Voici quelques extraits d’un nouveau livre d’Olivier Mathieu UNE DERNIÈRE LEÇON DE MON ÉCOLE (MA VIE EN BLOND ET CHÂTAIN), livre qui vient tout juste de sortir.

Un livre fort bref (une quarantaine de pages) et au tirage limité à trois cents exemplaires, numérotés à la main et signés par l’auteur.

Et au titre inspiré par François Villon. Livre qui rend hommage à David Hamilton, mais aussi à Gunter Sachs, Klaus Rainer Röhl (le créateur du journal Konkret), August Wilhelm Fleckhaus, Roland Jaccard, et tant d’autres. 

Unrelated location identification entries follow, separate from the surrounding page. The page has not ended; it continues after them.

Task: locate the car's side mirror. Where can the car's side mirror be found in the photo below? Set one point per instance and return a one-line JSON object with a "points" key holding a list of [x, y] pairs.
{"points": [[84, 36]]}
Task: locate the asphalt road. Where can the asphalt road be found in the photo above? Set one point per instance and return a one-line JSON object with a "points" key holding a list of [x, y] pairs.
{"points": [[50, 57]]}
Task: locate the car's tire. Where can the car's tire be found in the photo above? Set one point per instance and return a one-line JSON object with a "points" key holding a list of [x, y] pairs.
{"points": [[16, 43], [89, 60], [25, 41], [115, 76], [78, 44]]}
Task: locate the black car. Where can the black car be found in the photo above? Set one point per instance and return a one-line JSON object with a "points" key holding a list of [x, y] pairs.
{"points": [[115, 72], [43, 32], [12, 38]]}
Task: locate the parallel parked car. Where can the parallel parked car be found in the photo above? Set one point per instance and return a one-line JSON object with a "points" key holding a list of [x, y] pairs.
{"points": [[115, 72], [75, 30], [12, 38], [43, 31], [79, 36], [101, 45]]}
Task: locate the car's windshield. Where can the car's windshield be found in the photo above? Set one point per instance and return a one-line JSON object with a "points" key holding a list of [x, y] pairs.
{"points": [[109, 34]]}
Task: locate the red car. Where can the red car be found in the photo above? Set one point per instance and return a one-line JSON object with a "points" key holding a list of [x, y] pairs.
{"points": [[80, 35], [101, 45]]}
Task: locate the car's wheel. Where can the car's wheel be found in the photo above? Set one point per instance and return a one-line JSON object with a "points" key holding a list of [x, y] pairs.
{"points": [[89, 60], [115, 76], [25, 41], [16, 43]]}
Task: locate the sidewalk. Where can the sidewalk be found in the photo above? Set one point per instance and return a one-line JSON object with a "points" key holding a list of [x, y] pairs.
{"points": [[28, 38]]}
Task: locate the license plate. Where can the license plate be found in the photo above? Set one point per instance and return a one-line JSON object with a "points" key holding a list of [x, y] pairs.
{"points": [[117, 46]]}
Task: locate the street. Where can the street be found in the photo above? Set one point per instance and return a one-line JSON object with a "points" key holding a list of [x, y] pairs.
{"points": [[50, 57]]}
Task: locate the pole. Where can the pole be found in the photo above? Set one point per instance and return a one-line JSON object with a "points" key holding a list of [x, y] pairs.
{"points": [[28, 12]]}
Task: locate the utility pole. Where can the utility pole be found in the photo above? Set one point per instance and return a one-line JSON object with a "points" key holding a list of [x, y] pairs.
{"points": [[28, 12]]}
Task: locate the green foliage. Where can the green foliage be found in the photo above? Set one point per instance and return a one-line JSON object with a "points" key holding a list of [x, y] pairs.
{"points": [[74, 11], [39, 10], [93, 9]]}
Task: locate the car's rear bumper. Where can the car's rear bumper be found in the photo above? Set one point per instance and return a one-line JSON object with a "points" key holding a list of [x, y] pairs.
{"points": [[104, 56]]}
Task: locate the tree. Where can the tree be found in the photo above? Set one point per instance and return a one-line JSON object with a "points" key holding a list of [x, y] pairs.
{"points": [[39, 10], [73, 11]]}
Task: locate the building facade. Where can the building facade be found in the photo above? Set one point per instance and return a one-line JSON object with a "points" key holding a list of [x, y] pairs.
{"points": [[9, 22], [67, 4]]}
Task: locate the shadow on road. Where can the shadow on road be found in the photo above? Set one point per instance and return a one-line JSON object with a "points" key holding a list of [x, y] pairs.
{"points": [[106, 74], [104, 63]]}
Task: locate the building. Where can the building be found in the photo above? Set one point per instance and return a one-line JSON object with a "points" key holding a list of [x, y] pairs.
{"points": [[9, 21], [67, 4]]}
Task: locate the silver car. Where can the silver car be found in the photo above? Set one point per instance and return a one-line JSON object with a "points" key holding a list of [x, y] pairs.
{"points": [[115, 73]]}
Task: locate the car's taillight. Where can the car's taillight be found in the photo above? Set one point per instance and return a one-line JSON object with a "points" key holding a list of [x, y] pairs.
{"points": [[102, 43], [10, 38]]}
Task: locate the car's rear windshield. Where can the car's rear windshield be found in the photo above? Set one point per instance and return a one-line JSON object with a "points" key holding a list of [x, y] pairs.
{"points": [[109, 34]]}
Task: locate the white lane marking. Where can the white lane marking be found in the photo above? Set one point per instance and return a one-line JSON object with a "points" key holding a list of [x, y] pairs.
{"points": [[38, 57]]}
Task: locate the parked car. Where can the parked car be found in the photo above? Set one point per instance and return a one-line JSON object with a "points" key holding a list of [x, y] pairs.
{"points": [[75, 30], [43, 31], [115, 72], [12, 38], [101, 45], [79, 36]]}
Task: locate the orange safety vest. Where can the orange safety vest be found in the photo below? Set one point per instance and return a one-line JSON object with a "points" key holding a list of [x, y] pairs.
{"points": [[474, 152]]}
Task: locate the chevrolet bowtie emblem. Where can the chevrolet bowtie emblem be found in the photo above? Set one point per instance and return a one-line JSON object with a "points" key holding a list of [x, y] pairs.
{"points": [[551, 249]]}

La photographie de couverture est l’œuvre de Max Stolzenberg, photographe allemand, ami de David Hamilton.

  

Ah! La première bouffée matinale d’air frais, au début du printemps, dans une ville aimée! Pourtant le jeune homme que j’étais, sautant sur le quai de Santa Lucia, n’était déjà plus celui qui était monté dans un train, la veille, à Paris. Chaque syllabe que l’on a prononcée, chaque caresse que l’on a esquissée, chaque voyage que l’on a accompli ont été commencés lors d’un instant qui a immédiatement été englouti par le passé. Ils ont été achevés à un moment qui, tout pareillement, a basculé dans l’autrefois. Le présent n’existe pas. Ou alors, seul le présent existe. Marly-le-Roi, Berre-des-Alpes, Arromanches, Venise, Florence, les lieux qui ont compté pour moi, n’ont guère pu s’incarner que dans mon désir d’eux. Ils ne pourront plus exister que dans la nostalgie qu’ils m’inspirent.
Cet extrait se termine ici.